Cockatiel Foot Problems


My 18-year-old male cockatiel spends much of the day sitting in one spot till I come home. He now has aching, red feet. The vet advised me to get “natural” as well as varied diameter perches. Will this be of assistance? In the meanwhile, what should I do? I place him in a warm dish of water for five minutes (all he will remain), and then I rub olive oil (as recommended by the bird shop) on his feet. But I’m scared he’ll get too oily. Do you have any recommendations? He is now limping and quite painful. This has made me quite angry. Any suggestions would be much appreciated.

The foot troubles your cockatiel is suffering did not occur overnight, and it is probable that more than one reason is contributing to his condition. You didn’t say whether a vet examined your cockatiel or if you phoned the vet and got advise over the phone.

The first order of business is to bring your bird to a trained veterinarian as soon as possible for an evaluation and treatment. If possible, bring your bird’s cage with you to the vet. This will allow the veterinarian to inspect the environment in which the bird is kept. The vet will be able to provide recommendations based on what is witnessed rather than simply your description of the cage and setup. It is recommended that you take a sample of the food you are giving your cockatiel. Unless otherwise recommended by the veterinarian, discontinue all therapy until you have been appropriately counseled.

Replace the present perches with natural perches of varying diameters, as directed by your veterinarian. When gathering branches, ensure that they have not been treated with pesticides or chemicals and that they are free of rot and mildew. Sizes should be varied such that the feet grab nearly entirely around in the smallest region and practically flatten while standing on the biggest. Perching that is not cylindrical in form and is more uneven in shape will reduce pressure on any one portion of the foot. Maintain the cleanliness of perches. Perches that are faulty might worsen an already existing foot condition. When perches get clogged with excrement, eaten, or damaged, they should be replaced.

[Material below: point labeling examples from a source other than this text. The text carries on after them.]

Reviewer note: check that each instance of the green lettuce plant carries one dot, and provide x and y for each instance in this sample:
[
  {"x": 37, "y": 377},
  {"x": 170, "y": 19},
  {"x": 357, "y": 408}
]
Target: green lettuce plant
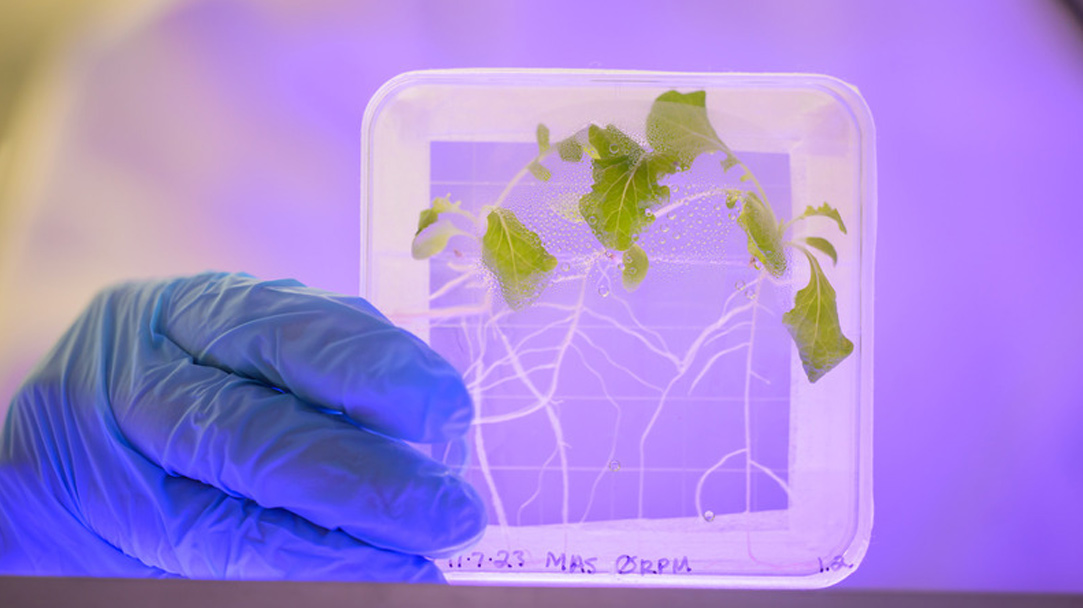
[{"x": 627, "y": 190}]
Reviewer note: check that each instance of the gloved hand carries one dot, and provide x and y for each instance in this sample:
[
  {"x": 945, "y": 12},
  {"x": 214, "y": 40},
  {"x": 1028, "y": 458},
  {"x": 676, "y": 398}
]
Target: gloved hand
[{"x": 224, "y": 427}]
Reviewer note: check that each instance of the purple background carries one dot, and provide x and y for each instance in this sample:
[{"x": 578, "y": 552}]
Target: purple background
[{"x": 238, "y": 125}]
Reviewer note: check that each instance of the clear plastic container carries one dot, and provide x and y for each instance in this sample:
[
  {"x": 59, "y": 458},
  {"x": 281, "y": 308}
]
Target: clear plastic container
[{"x": 640, "y": 309}]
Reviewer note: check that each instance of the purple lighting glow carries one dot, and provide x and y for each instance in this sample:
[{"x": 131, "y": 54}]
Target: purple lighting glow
[{"x": 225, "y": 136}]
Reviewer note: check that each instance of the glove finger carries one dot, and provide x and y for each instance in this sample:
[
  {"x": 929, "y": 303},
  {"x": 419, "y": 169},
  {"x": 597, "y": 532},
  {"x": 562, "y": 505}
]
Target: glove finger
[
  {"x": 330, "y": 350},
  {"x": 251, "y": 440},
  {"x": 190, "y": 529}
]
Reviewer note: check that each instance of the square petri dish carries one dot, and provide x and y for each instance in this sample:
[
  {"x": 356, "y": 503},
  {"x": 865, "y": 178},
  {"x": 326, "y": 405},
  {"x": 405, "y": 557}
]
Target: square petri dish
[{"x": 659, "y": 289}]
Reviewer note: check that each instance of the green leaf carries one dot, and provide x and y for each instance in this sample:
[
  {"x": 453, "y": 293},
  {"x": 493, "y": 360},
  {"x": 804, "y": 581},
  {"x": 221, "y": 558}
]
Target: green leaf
[
  {"x": 733, "y": 196},
  {"x": 434, "y": 228},
  {"x": 433, "y": 238},
  {"x": 543, "y": 137},
  {"x": 825, "y": 210},
  {"x": 626, "y": 186},
  {"x": 570, "y": 150},
  {"x": 440, "y": 205},
  {"x": 539, "y": 170},
  {"x": 635, "y": 268},
  {"x": 678, "y": 127},
  {"x": 813, "y": 324},
  {"x": 823, "y": 245},
  {"x": 516, "y": 256},
  {"x": 765, "y": 240}
]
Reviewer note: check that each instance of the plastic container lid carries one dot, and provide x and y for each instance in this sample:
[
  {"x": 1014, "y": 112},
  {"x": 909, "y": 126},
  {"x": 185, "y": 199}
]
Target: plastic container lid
[{"x": 659, "y": 288}]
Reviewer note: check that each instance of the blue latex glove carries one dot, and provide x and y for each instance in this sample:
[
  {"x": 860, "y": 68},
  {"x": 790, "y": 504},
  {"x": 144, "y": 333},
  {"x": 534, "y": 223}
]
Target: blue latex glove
[{"x": 216, "y": 427}]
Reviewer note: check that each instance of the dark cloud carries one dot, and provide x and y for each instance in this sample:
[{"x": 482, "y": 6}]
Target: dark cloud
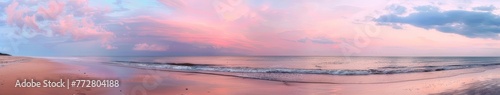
[
  {"x": 485, "y": 8},
  {"x": 468, "y": 23}
]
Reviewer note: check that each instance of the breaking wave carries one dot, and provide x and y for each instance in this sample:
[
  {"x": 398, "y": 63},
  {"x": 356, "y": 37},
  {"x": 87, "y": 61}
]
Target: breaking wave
[{"x": 344, "y": 72}]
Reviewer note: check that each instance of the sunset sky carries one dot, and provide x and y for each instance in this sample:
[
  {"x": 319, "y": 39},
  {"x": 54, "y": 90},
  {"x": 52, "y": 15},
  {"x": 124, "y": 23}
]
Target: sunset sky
[{"x": 250, "y": 27}]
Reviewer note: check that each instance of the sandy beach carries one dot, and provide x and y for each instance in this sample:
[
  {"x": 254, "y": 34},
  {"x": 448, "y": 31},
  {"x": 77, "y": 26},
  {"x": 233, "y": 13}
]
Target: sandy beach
[{"x": 135, "y": 81}]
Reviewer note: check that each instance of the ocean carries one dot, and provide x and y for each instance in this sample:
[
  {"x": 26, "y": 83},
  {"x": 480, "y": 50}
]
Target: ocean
[{"x": 308, "y": 69}]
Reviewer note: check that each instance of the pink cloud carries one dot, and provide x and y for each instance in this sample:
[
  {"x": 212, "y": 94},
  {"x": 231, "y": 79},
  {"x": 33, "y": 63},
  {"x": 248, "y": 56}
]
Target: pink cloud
[
  {"x": 73, "y": 18},
  {"x": 149, "y": 47},
  {"x": 52, "y": 11}
]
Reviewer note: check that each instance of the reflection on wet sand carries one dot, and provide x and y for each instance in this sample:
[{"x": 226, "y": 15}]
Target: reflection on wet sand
[{"x": 489, "y": 87}]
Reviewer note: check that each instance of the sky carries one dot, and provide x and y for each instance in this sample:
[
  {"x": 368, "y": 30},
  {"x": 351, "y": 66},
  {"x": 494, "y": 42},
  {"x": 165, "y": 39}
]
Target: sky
[{"x": 250, "y": 27}]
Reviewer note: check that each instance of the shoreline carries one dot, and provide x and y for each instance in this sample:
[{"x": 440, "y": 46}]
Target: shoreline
[{"x": 136, "y": 81}]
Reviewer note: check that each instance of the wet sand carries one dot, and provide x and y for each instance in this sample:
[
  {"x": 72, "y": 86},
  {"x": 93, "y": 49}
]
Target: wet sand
[{"x": 136, "y": 81}]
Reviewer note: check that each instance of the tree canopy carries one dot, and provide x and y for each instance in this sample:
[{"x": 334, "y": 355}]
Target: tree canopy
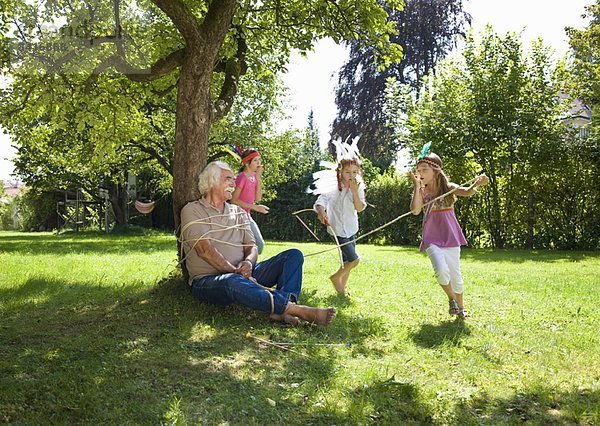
[
  {"x": 497, "y": 110},
  {"x": 426, "y": 32},
  {"x": 199, "y": 50}
]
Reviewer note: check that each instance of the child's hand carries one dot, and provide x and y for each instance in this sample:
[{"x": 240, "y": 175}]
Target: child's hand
[
  {"x": 482, "y": 180},
  {"x": 324, "y": 219},
  {"x": 260, "y": 208}
]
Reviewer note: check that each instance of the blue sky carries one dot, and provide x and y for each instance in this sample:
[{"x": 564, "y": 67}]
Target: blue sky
[{"x": 312, "y": 80}]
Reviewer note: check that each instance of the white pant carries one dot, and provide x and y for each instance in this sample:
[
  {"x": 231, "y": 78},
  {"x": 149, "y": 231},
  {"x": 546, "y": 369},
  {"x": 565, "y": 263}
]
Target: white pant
[{"x": 446, "y": 265}]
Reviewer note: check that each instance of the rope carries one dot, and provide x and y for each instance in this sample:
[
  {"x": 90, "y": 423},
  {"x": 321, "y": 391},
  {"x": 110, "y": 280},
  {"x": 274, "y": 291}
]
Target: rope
[{"x": 385, "y": 225}]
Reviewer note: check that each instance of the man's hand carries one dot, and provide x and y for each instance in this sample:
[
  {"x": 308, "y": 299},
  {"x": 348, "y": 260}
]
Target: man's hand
[{"x": 244, "y": 268}]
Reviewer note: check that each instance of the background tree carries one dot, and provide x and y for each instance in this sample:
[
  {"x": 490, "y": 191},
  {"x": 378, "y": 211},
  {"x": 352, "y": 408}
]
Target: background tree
[
  {"x": 208, "y": 45},
  {"x": 426, "y": 31},
  {"x": 498, "y": 110}
]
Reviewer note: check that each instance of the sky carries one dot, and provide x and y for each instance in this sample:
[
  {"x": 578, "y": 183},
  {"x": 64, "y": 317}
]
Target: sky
[{"x": 312, "y": 79}]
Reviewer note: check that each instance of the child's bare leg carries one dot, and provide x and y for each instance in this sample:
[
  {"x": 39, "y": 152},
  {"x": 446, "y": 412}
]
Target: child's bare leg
[
  {"x": 346, "y": 274},
  {"x": 336, "y": 280},
  {"x": 449, "y": 291},
  {"x": 454, "y": 308},
  {"x": 459, "y": 300}
]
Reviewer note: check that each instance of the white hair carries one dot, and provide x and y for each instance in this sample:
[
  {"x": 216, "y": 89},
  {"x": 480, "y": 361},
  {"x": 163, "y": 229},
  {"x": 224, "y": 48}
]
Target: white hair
[{"x": 211, "y": 175}]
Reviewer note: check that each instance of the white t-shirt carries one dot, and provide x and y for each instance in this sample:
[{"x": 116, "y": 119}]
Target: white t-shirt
[{"x": 339, "y": 206}]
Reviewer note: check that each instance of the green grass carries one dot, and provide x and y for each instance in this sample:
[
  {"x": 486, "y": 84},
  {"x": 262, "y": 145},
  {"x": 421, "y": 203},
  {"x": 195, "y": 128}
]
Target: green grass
[{"x": 101, "y": 329}]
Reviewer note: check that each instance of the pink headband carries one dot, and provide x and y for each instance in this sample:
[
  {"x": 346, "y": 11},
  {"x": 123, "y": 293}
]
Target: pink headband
[
  {"x": 430, "y": 162},
  {"x": 250, "y": 156}
]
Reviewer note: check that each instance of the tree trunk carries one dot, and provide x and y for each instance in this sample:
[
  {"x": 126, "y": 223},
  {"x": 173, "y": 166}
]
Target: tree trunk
[
  {"x": 530, "y": 220},
  {"x": 118, "y": 200},
  {"x": 191, "y": 135}
]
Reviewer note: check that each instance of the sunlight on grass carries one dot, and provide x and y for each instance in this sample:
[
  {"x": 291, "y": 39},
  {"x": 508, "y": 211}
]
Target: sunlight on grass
[{"x": 101, "y": 329}]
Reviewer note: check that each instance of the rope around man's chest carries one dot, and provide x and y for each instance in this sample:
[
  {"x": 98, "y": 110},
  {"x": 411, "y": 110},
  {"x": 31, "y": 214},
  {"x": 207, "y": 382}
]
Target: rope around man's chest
[{"x": 246, "y": 227}]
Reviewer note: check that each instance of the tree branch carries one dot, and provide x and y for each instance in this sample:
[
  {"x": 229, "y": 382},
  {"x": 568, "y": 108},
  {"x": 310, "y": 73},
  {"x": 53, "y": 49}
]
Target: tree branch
[
  {"x": 182, "y": 18},
  {"x": 234, "y": 69},
  {"x": 161, "y": 68}
]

Perches should not be placed atop one other or above food and water containers. This includes overlapping perches in cage corners or any other location where excrement would be deposited from an upper perch to the perch or dish below. In the cage, sandpaper perch coverings should never be utilized. They have little influence on the length of the bird’s nails, but they may predispose a bird to foot issues.

Your cockatiel’s foot troubles might be caused by a nutritional deficit. Insufficient vitamin A is the most frequent vitamin deficit reported in pet birds. Hardening or callousing of the epithelial tissues, as well as roughness and scaling of the legs and feet, are common symptoms of vitamin A insufficiency. Yellow, orange, and dark green leafy vegetables are good sources of vitamin A. Vitamin A may be found in sweet potatoes, yams, carrots, squash, alfalfa sprouts, endive, kale, spinach, and dandelion greens. It should be mentioned that chronic vitamin A deficiency might lead to kidney damage. A bird may potentially get an overdose of vitamin A. Never add vitamins to a pelleted diet bird’s feed unless prescribed and overseen by a veterinarian.